Higher central bank interest rates, in turn, mean for states that they can no longer refinance on more favorable terms and that German government bonds are likely to be more expensive in future. The old very low-interest securities are no longer attractive to investors and they sell them.

But the price of the ‘Bund’ not only affects investors in government bonds, but also has direct repercussions on the problem of the Spanish public debt, more specifically on its risk premium. The risk premium is an extra cost, it is the percentage amount that a debt issuer pays over an agreed reference unit. And in the case of the risk premium, the ten-year German bond is taken as a reference because the German economy is considered the safest in the eurozone and, therefore, its bonds are the least risky. If the ten-year German bond has a yield of 1%, the ten-year Spanish bond, with a risk premium of 100 basis points, must be 2%, 3% if the premium is 200, 4% if it is 300, etc. The risk premium offered to investors in Spanish debt maturing at 10 years stands at 111.9 basis points. The yield on long-term Spanish debt has risen in the secondary market by more than 7 basis points and has risen to 2.37%, a new annual maximum and similar to that registered in mid-June 2015.

The risk premium referred to the ‘Bund’ is also used to measure the extra cost that companies have to pay to finance themselves with respect to the largest company in the sector or with respect to the cost of government financing, the extra cost that the company pays to be financed in the financial markets to compensate the investor for assuming a greater risk compared to the reference company, so the companies are also affected.
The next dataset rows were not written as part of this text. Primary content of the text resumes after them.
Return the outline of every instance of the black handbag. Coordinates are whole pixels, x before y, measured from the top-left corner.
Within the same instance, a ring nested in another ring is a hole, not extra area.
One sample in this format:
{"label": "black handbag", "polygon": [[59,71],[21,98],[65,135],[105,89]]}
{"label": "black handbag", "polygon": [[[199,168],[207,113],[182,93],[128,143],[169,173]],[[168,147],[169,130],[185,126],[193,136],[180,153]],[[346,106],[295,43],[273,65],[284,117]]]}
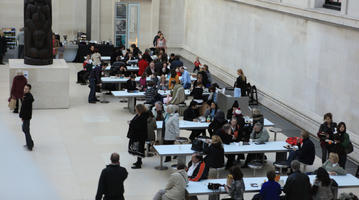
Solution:
{"label": "black handbag", "polygon": [[208,144],[203,142],[202,140],[195,139],[192,141],[191,149],[193,151],[202,152],[204,148],[208,147]]}

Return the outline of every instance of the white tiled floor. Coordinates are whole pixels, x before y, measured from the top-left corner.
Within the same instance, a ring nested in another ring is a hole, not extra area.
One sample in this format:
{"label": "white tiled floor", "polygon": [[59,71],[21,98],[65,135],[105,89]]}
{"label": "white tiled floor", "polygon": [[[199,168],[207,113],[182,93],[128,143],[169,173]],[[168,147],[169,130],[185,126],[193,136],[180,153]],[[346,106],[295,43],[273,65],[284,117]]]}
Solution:
{"label": "white tiled floor", "polygon": [[[109,104],[88,104],[89,88],[75,84],[76,72],[81,68],[81,64],[69,65],[70,109],[35,110],[33,113],[31,133],[35,148],[33,152],[26,152],[24,156],[34,163],[31,167],[39,170],[44,180],[39,178],[32,181],[48,181],[47,187],[53,187],[60,199],[94,199],[101,170],[108,163],[110,153],[118,152],[121,155],[121,165],[129,171],[129,177],[125,182],[126,199],[152,199],[156,191],[165,186],[173,170],[155,170],[154,167],[159,164],[158,157],[145,158],[143,168],[140,170],[130,168],[135,158],[127,153],[127,121],[132,115],[123,108],[126,104],[120,103],[118,99],[111,96],[106,97],[110,101]],[[24,137],[20,119],[7,108],[8,91],[8,67],[0,65],[0,127],[3,126],[1,128],[6,128],[13,134],[16,143],[9,145],[17,145],[13,148],[23,150]],[[182,134],[189,133],[183,131]],[[5,136],[4,133],[0,133],[1,135]],[[2,142],[6,142],[3,138]],[[284,139],[284,136],[279,135],[278,138]],[[268,157],[269,162],[273,161],[274,155],[269,154]],[[315,166],[320,166],[319,158],[316,159]],[[5,169],[2,164],[1,170],[10,170],[10,174],[17,176],[15,172],[11,172],[11,169]],[[246,176],[252,176],[250,170],[243,171]],[[264,176],[264,170],[258,175]],[[0,179],[0,188],[3,184],[7,183]],[[2,194],[7,193],[11,195],[13,191],[1,191],[0,199]],[[253,194],[246,194],[246,199],[252,196]]]}

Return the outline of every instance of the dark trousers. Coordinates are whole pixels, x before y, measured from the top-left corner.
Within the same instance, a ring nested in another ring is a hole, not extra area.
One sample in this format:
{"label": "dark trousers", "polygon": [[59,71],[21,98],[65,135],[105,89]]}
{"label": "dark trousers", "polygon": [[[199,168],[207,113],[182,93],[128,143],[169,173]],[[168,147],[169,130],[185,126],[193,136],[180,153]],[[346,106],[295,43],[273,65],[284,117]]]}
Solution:
{"label": "dark trousers", "polygon": [[22,131],[25,134],[27,148],[32,150],[32,148],[34,147],[34,142],[32,141],[32,138],[30,135],[30,120],[23,120]]}
{"label": "dark trousers", "polygon": [[16,106],[14,112],[19,112],[19,99],[16,99]]}
{"label": "dark trousers", "polygon": [[322,163],[325,163],[328,159],[328,149],[326,146],[320,146],[322,148]]}
{"label": "dark trousers", "polygon": [[90,79],[90,94],[89,94],[89,98],[88,101],[89,102],[95,102],[96,101],[96,83],[95,83],[95,79]]}
{"label": "dark trousers", "polygon": [[17,49],[17,58],[23,59],[24,58],[24,45],[19,44]]}

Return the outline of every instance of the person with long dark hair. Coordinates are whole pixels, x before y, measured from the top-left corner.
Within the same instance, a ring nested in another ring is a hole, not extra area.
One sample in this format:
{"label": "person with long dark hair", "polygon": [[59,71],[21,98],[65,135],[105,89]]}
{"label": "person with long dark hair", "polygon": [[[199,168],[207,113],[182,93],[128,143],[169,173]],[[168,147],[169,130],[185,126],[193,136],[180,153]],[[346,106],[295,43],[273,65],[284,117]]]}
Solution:
{"label": "person with long dark hair", "polygon": [[225,188],[232,199],[243,200],[245,185],[243,181],[243,173],[239,165],[233,166],[229,170]]}
{"label": "person with long dark hair", "polygon": [[137,162],[133,163],[132,169],[139,169],[142,165],[142,158],[145,157],[145,141],[147,139],[147,112],[143,104],[135,107],[136,115],[130,121],[127,138],[130,139],[128,152],[137,156]]}
{"label": "person with long dark hair", "polygon": [[348,133],[346,133],[346,125],[344,122],[340,122],[337,126],[337,133],[334,134],[332,145],[330,147],[331,152],[335,152],[339,156],[339,166],[345,169],[345,163],[347,162],[346,149],[350,145],[350,139]]}
{"label": "person with long dark hair", "polygon": [[333,133],[337,124],[333,122],[332,113],[326,113],[324,115],[324,123],[320,125],[319,131],[317,133],[320,139],[320,147],[322,148],[322,163],[324,163],[328,158],[328,143],[326,141],[333,140]]}
{"label": "person with long dark hair", "polygon": [[337,199],[338,184],[329,177],[328,172],[320,167],[312,187],[313,200]]}

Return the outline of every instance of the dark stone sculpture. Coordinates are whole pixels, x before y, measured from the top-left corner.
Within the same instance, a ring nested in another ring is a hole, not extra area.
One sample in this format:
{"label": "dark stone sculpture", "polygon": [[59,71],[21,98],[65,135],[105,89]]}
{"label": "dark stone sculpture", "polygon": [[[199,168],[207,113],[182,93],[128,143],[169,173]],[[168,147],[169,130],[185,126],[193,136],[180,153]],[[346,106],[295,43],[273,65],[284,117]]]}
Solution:
{"label": "dark stone sculpture", "polygon": [[24,0],[25,64],[50,65],[52,51],[51,0]]}

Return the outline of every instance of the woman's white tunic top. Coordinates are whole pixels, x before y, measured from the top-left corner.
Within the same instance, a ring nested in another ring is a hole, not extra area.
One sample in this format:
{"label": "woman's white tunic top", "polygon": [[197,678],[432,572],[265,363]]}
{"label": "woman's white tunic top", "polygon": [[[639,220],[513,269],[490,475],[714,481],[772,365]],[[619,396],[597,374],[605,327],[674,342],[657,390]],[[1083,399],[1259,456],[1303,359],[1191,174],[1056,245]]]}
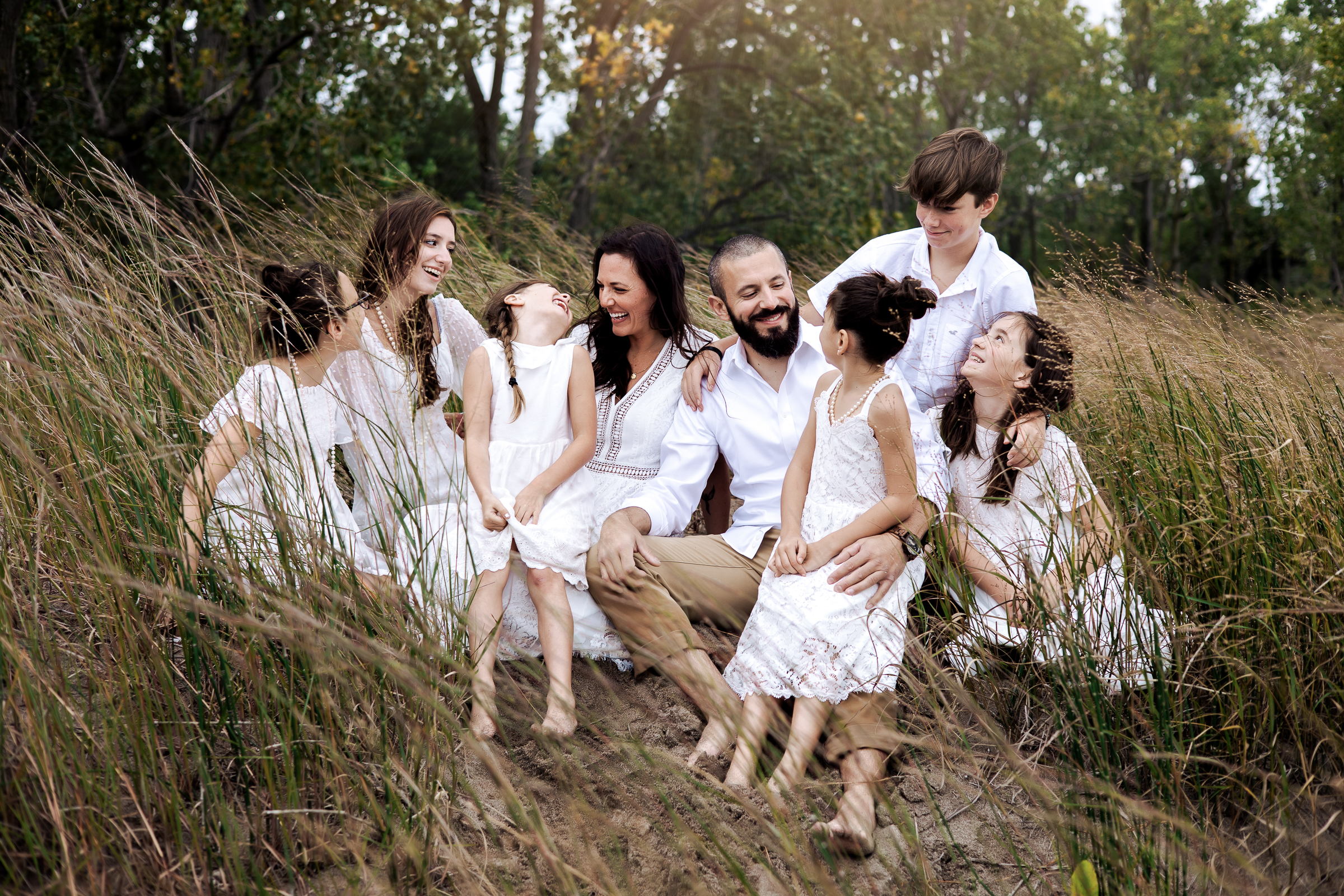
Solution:
{"label": "woman's white tunic top", "polygon": [[212,552],[278,580],[281,537],[294,571],[319,557],[319,540],[356,570],[386,574],[383,559],[359,540],[336,488],[332,447],[352,438],[339,387],[331,380],[301,387],[289,371],[258,364],[243,371],[200,427],[214,435],[235,416],[261,437],[215,489],[206,521]]}
{"label": "woman's white tunic top", "polygon": [[465,497],[462,443],[444,420],[444,403],[449,392],[461,395],[466,359],[485,330],[456,298],[430,302],[439,329],[430,356],[444,390],[437,402],[414,410],[414,361],[382,344],[375,314],[364,317],[363,349],[343,353],[331,369],[349,407],[353,442],[344,451],[355,480],[355,523],[364,541],[387,556],[395,553],[407,510]]}
{"label": "woman's white tunic top", "polygon": [[[589,347],[587,337],[587,325],[579,324],[564,341],[583,345],[595,360],[597,349]],[[692,329],[689,349],[694,352],[714,339],[714,333]],[[657,360],[624,396],[616,398],[610,386],[597,390],[597,450],[587,463],[593,543],[606,517],[659,474],[663,439],[681,400],[681,373],[688,363],[668,340]]]}

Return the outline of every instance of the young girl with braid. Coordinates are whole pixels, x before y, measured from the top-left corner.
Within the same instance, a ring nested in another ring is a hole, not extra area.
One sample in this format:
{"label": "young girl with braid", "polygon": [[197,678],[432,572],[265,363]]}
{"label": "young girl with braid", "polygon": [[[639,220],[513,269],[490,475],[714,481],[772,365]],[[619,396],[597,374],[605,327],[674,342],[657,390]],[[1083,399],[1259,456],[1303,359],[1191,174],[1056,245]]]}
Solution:
{"label": "young girl with braid", "polygon": [[970,629],[949,646],[965,673],[984,647],[1025,647],[1036,661],[1074,653],[1110,690],[1142,684],[1169,652],[1164,614],[1125,582],[1110,509],[1078,446],[1050,426],[1040,461],[1008,466],[1005,430],[1074,399],[1074,353],[1040,317],[997,317],[970,344],[950,402],[929,411],[952,453],[948,517],[953,553],[974,584]]}
{"label": "young girl with braid", "polygon": [[[587,590],[589,489],[583,465],[597,443],[593,361],[582,345],[556,345],[570,328],[570,297],[543,281],[511,283],[482,314],[492,339],[466,361],[466,520],[457,549],[476,568],[466,625],[476,668],[472,732],[491,737],[509,549],[527,566],[550,677],[540,731],[574,733],[570,654],[574,619],[566,583]],[[465,543],[464,543],[465,541]],[[454,567],[465,568],[461,557]]]}

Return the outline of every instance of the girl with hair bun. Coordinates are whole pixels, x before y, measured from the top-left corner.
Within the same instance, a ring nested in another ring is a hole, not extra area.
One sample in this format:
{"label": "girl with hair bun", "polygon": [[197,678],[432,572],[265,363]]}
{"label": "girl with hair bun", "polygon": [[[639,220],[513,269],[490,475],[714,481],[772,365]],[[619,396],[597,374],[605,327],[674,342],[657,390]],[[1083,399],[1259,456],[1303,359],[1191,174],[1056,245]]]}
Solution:
{"label": "girl with hair bun", "polygon": [[1040,461],[1008,466],[1008,427],[1073,400],[1068,337],[1011,312],[972,341],[952,400],[929,411],[952,454],[946,529],[974,586],[970,629],[945,656],[968,674],[985,645],[1025,647],[1036,661],[1073,650],[1116,690],[1169,656],[1165,617],[1126,584],[1110,509],[1074,441],[1048,426]]}
{"label": "girl with hair bun", "polygon": [[[738,748],[724,783],[747,786],[774,700],[796,697],[793,728],[771,790],[797,785],[832,709],[856,690],[892,690],[905,653],[906,603],[923,582],[910,559],[880,600],[878,587],[848,595],[827,579],[856,540],[900,528],[915,508],[910,386],[886,373],[910,337],[910,321],[935,296],[907,277],[870,271],[831,293],[821,330],[840,368],[817,383],[812,414],[784,478],[780,541],[755,609],[723,677],[745,699]],[[914,539],[914,536],[910,536]],[[915,541],[918,541],[915,539]]]}
{"label": "girl with hair bun", "polygon": [[[211,434],[183,489],[184,549],[195,572],[203,548],[239,582],[282,582],[325,547],[356,575],[386,575],[358,537],[336,488],[332,451],[353,437],[327,369],[359,348],[364,309],[344,274],[321,262],[267,265],[261,343],[270,355],[200,422]],[[284,560],[284,562],[282,562]]]}

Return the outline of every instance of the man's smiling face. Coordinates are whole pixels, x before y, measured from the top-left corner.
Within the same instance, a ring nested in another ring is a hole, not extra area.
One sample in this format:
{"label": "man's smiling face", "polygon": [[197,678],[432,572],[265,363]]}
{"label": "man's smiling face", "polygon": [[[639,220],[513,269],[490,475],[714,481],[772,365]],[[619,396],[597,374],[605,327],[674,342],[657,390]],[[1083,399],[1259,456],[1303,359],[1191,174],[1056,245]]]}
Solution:
{"label": "man's smiling face", "polygon": [[710,305],[730,321],[743,343],[765,357],[788,357],[798,347],[798,304],[793,278],[773,249],[726,261],[719,269],[722,297]]}

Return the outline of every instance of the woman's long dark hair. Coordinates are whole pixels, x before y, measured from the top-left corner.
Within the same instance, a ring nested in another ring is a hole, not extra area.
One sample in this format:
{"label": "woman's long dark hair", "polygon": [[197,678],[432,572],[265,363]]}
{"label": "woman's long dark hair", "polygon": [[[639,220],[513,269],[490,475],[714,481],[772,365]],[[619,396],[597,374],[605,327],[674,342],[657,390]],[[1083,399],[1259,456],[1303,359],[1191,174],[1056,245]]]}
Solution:
{"label": "woman's long dark hair", "polygon": [[[372,294],[379,304],[387,298],[415,267],[421,240],[435,218],[446,218],[457,230],[453,211],[431,196],[421,193],[388,203],[368,228],[356,283],[359,290]],[[434,328],[429,317],[429,296],[418,296],[401,324],[392,329],[395,332],[387,334],[392,340],[392,349],[409,356],[419,373],[414,411],[429,407],[444,391],[438,371],[434,369]]]}
{"label": "woman's long dark hair", "polygon": [[[598,297],[597,269],[607,254],[629,258],[634,273],[653,293],[649,325],[672,340],[681,357],[695,355],[699,345],[694,344],[691,309],[685,304],[685,262],[672,234],[657,224],[632,224],[603,236],[593,253],[593,298]],[[589,347],[597,349],[593,361],[597,388],[610,386],[621,398],[630,386],[630,359],[626,357],[630,339],[612,332],[612,316],[601,306],[579,322],[587,324]]]}
{"label": "woman's long dark hair", "polygon": [[[1017,390],[1008,412],[999,420],[1001,429],[1032,411],[1062,414],[1074,403],[1074,348],[1059,326],[1027,312],[1007,312],[995,320],[1016,314],[1027,328],[1025,359],[1031,368],[1031,386]],[[961,379],[957,392],[942,408],[942,441],[952,450],[952,458],[962,454],[980,457],[976,447],[976,391]],[[986,501],[1007,501],[1017,484],[1017,470],[1008,466],[1012,445],[999,435],[995,462],[985,480]]]}

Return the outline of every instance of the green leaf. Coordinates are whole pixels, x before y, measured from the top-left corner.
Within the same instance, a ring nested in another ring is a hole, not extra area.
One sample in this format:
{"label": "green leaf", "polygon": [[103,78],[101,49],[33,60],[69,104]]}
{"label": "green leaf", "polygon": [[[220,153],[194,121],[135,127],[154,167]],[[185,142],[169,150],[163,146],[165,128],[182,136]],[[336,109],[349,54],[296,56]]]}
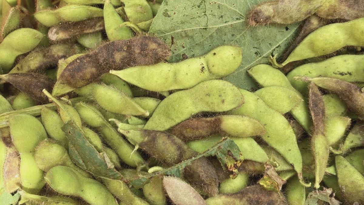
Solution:
{"label": "green leaf", "polygon": [[246,71],[268,63],[268,57],[272,53],[282,54],[298,27],[297,24],[248,27],[248,13],[261,1],[165,0],[149,32],[170,45],[171,62],[205,54],[222,45],[242,47],[241,65],[223,79],[249,89],[256,85]]}
{"label": "green leaf", "polygon": [[[70,156],[83,169],[98,177],[118,179],[121,174],[115,170],[105,152],[99,153],[85,137],[83,133],[71,121],[62,127],[70,142]],[[73,159],[75,156],[76,159]]]}
{"label": "green leaf", "polygon": [[[120,180],[131,184],[136,189],[140,189],[149,182],[151,178],[155,176],[161,175],[172,175],[177,177],[182,177],[183,169],[186,166],[191,165],[192,162],[203,156],[213,155],[218,156],[218,159],[221,160],[220,162],[222,165],[225,165],[226,163],[229,165],[234,165],[234,167],[236,167],[237,170],[242,160],[241,158],[237,158],[236,160],[234,160],[233,159],[237,156],[238,157],[241,156],[241,154],[237,146],[233,141],[229,138],[225,138],[203,153],[174,166],[141,176],[123,177]],[[240,163],[238,163],[239,161],[240,162]]]}

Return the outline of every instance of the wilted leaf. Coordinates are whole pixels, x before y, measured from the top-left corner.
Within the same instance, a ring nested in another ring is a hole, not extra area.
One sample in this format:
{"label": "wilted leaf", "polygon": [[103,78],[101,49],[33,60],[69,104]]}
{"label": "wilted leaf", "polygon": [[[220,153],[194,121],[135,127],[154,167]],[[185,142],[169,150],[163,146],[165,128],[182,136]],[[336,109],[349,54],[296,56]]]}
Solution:
{"label": "wilted leaf", "polygon": [[224,78],[242,88],[256,85],[245,71],[282,54],[294,37],[297,24],[249,27],[248,13],[259,0],[165,0],[149,32],[170,45],[170,61],[205,54],[222,45],[241,47],[243,60]]}

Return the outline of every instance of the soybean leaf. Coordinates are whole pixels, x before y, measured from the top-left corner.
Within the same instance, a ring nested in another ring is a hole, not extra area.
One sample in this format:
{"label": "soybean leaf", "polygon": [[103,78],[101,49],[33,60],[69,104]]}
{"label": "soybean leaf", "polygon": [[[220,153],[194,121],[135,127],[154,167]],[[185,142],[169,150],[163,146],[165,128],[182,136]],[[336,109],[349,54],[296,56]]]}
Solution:
{"label": "soybean leaf", "polygon": [[110,164],[105,152],[98,152],[72,121],[66,123],[62,130],[71,145],[70,156],[78,165],[96,176],[115,179],[120,178],[121,174]]}
{"label": "soybean leaf", "polygon": [[249,89],[256,85],[246,71],[268,63],[268,57],[272,53],[282,53],[298,25],[248,26],[248,13],[260,1],[165,0],[149,32],[170,45],[171,62],[205,54],[222,45],[241,47],[241,64],[224,80]]}
{"label": "soybean leaf", "polygon": [[[232,151],[230,151],[230,150]],[[230,155],[232,153],[233,153],[232,156]],[[142,187],[144,185],[147,183],[151,178],[155,176],[161,175],[171,175],[181,178],[182,177],[182,173],[183,169],[186,166],[191,165],[192,162],[203,156],[213,155],[218,156],[218,159],[222,160],[220,161],[222,165],[225,165],[225,163],[229,165],[234,164],[235,165],[234,167],[237,169],[240,166],[240,163],[237,162],[241,160],[241,158],[237,158],[236,161],[233,161],[233,159],[237,156],[241,156],[241,155],[239,148],[234,141],[228,138],[225,138],[203,153],[185,160],[174,166],[149,174],[140,177],[123,177],[120,180],[131,184],[136,189],[139,189]]]}

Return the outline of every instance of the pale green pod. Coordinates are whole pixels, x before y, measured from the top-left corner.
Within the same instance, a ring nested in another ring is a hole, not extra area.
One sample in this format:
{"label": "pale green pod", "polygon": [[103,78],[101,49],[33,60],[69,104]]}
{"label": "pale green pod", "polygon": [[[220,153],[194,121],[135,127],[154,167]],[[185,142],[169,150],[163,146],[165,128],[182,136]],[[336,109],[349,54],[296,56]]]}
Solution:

As for investors dumping the old Bunds, at least in Germany, it looks like they are turning to buying stocks and gold. The war in Ukraine and inflation have increased the demand for physical gold in the form of bullion. Almost one in three private gold investors in Germany have changed their investment strategy since February 24 and increased the proportion of gold in their assets. Fixed-term deposit accounts and money market accounts, however, have continued to lose popularity, according to the annual survey of the gold market by Hanau-based precious metals group Heraeus. Respondents cite skepticism about general economic developments and concerns about continued high inflation as the main reasons they are redirecting their investments.

52% expect the economy to contract in the next twelve months, 48% expect prices to “go up” and 46% expect prices to “go up sharply”. Consequently, 32% of respondents changed their investment strategy since the start of the Ukraine war and gold in particular benefited from these changes: among this group, 73% are increasingly investing in the precious metal and 29% acknowledge their preference for shares. The study also profiles the German gold investor, by the way. They are overwhelmingly male and the 50+ age group is disproportionately represented among “investors with an affinity for gold.”

Most of them own bullion: 65% say they own gold in this format. 48% prefer coins and gold jewelery is in the hands of 13%. Another curious fact that emerges from this study is that a relatively large number of investors store their gold at home. In the survey, 24% admit that they have, despite having previously been victims of robbery crimes.